――緊急警報発令、アークスシップ一番艦「フェオ」市街地にて、多数のダーカー出現反応。アークス各員は至急出撃し、これを殲滅してください。繰り返します――
街を包み込むいつもと変わらない空が、警告とともに赤く塗り替えられていく。
「今日、この場所でダーカー出現ですか...」
少女は怪訝そうな顔をしながら、赤く染まった空を見る。
「文句を垂れていても、ダーカーは消えてくれませんよ。襲われている住民もいるのですから、急がないと」
「えぇわかっています、クーナ先輩は避難してください。貴女の無事を知って落ち着く方も少なくないのですから。私はこのまま現場へ向かいます」
空よりも深く美しい赤色の瞳を持つ少女は、微笑みながらクーナの方を見る。
「...はぁ、貴女の目には敵いませんね。わかりました。ですが、くれぐれも無茶はしないでくださいね。応援が駆けつけるまで、決して深追いはしないように。それから――」
「はいはい、わかっていますよー、では行ってきます。」
少女はいたずらっぽく微笑みながら、被害の出た現場へと走り去っていった。
「全く、少しは落ち着いて欲しいのですが...行ってらっしゃい、アリス...いや、イム」
赤い瞳の少女、イム=アウフトラークは、ビルの上を飛び越えながら呟く。
「全く、段々保護者みたいな事言うようになったなぁ...誰に似たんだか」
「さて、状況は大体見えましたね。よし、あそこから行きましょうか。」
移動の合間にダーカーの出たポイントと被害状況を『目視』したイムは、最短ルートで現場へと向かう
「あぁいけない、グレンは今ジグおじさんに預けてたんだった...まぁいいわ、代わりにくれたコートサーベルで対処しましょう。」
ビル群を飛び越えながら手馴れた動きで指を動かすと、喪服から黒と青を基調とした戦闘服へと変わる。
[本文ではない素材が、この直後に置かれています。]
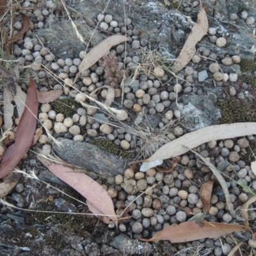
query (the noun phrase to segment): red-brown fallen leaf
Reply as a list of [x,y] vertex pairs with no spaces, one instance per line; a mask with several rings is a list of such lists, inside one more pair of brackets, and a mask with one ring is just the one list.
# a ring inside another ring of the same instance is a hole
[[37,157],[54,175],[72,187],[93,204],[97,209],[95,215],[105,214],[112,220],[117,227],[118,218],[115,212],[112,199],[99,183],[82,172],[74,171],[61,164],[54,164],[40,156],[38,156]]
[[184,243],[207,237],[215,237],[239,231],[250,231],[250,229],[240,225],[201,221],[188,221],[176,227],[166,226],[149,239],[139,239],[145,242],[169,240],[171,243]]
[[38,108],[36,86],[30,78],[26,106],[18,125],[15,142],[5,152],[0,166],[0,179],[11,172],[31,146],[36,127]]
[[204,182],[201,187],[200,198],[203,203],[205,214],[208,212],[208,211],[210,209],[211,197],[212,196],[212,186],[214,183],[214,180],[209,180]]
[[49,92],[37,92],[39,103],[49,103],[56,100],[62,95],[62,90],[52,90]]
[[20,13],[23,20],[22,28],[12,38],[8,40],[8,43],[13,43],[22,38],[23,35],[28,30],[30,27],[30,19],[25,13]]

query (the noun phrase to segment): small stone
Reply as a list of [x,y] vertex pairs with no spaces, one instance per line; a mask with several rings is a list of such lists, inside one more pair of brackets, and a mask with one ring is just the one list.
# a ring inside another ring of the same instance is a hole
[[132,229],[134,234],[141,234],[143,230],[143,227],[141,223],[136,221],[132,225]]
[[130,148],[130,143],[125,140],[121,141],[120,146],[122,148],[125,150],[128,150],[129,148]]
[[100,127],[100,131],[105,134],[109,134],[112,132],[113,128],[107,124],[103,124]]
[[176,218],[178,221],[184,222],[187,218],[187,215],[185,212],[180,211],[176,213]]
[[68,131],[68,129],[63,123],[56,122],[54,124],[54,131],[57,133],[67,132]]
[[154,74],[157,77],[163,77],[164,76],[164,70],[160,67],[156,67],[154,69]]
[[212,73],[215,73],[215,72],[219,71],[220,68],[220,67],[219,64],[218,64],[218,63],[211,63],[210,65],[210,66],[209,67],[209,69]]
[[221,63],[226,66],[230,66],[230,65],[233,64],[233,61],[230,57],[226,57],[221,60]]
[[236,93],[236,89],[234,87],[231,87],[229,89],[229,95],[230,96],[235,96]]
[[226,45],[227,44],[227,40],[225,37],[219,37],[217,39],[216,44],[219,47],[223,47],[223,46]]
[[173,91],[177,93],[180,93],[182,91],[182,86],[180,84],[176,84],[173,86]]
[[192,57],[192,62],[193,63],[198,63],[199,62],[200,62],[200,61],[201,60],[201,58],[200,58],[200,57],[199,57],[198,56],[197,56],[197,55],[194,55],[193,57]]
[[238,140],[237,144],[241,148],[245,148],[250,145],[249,141],[245,138]]
[[246,24],[247,25],[252,25],[255,22],[255,19],[253,17],[248,17],[246,19]]
[[180,190],[178,193],[178,196],[180,197],[181,199],[187,199],[188,193],[185,190]]
[[151,217],[154,215],[154,211],[151,208],[143,208],[141,210],[141,213],[144,217]]
[[239,155],[237,152],[235,151],[231,151],[228,156],[228,159],[232,162],[237,162],[239,159]]
[[213,78],[216,81],[221,81],[223,78],[223,74],[220,72],[216,72],[213,74]]
[[231,59],[234,63],[239,63],[241,61],[241,58],[238,55],[234,55]]
[[72,135],[77,135],[80,134],[80,127],[78,125],[72,125],[69,128],[68,132]]

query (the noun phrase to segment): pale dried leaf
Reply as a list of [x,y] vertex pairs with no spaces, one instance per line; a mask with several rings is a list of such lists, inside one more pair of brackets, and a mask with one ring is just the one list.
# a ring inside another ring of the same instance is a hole
[[12,92],[6,86],[4,90],[4,130],[12,127],[13,124],[12,116],[14,113],[14,106],[12,104],[13,97]]
[[54,175],[92,202],[100,212],[111,219],[117,227],[118,218],[115,212],[112,199],[99,183],[84,173],[54,164],[42,156],[38,156],[37,157]]
[[16,104],[19,117],[20,118],[25,108],[25,101],[27,95],[21,90],[19,85],[16,84],[16,95],[13,99]]
[[56,100],[61,96],[62,90],[52,90],[49,92],[37,92],[37,99],[39,103],[49,103]]
[[185,154],[189,151],[189,148],[194,148],[212,140],[232,139],[252,134],[256,134],[256,123],[211,125],[188,132],[178,139],[168,142],[159,148],[147,161],[173,158]]
[[[19,170],[17,166],[15,169]],[[0,198],[3,198],[17,185],[21,177],[20,173],[12,171],[3,177],[3,182],[0,183]]]
[[90,68],[97,61],[99,61],[104,55],[108,54],[111,47],[125,41],[130,41],[130,39],[120,35],[111,36],[95,46],[88,53],[85,54],[79,65],[79,72],[76,75],[74,83],[86,69]]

「先輩のくれたシランスリート、ぴっちりしていてムズムズするわね...でもオドが落ち着いている...この服ちょっといいかも....っ!いけない!!」
微笑んでいた顔を強ばらせたイムは、直ぐにコートサーベルを装備し、すぐさま居合の構えをする。
プレディカーダが幼い男の子に迫っていた。
イムが全身に力を込め、急加速をし突撃する。
「唯式・紅蓮鉄閃!!」
左手に力を込め、神速で切り抜ける。
炎を纏いながら地面へと着地し、少年の前にいたプレディカーダが、燃えながら真っ二つになる。
「怪我はありませんか?」
血切りをしながら納刀し、振り返りながら少年に微笑む。
「あ、あの...お母さんが...」
「母親が...あそこか、まだ息があるようですね。任せてください、直ぐに助けますから。よく頑張りました、いい子ですね。あの陰に隠れて、少し待っていてください。直ぐに貴方のお母さんを助けてきますから。」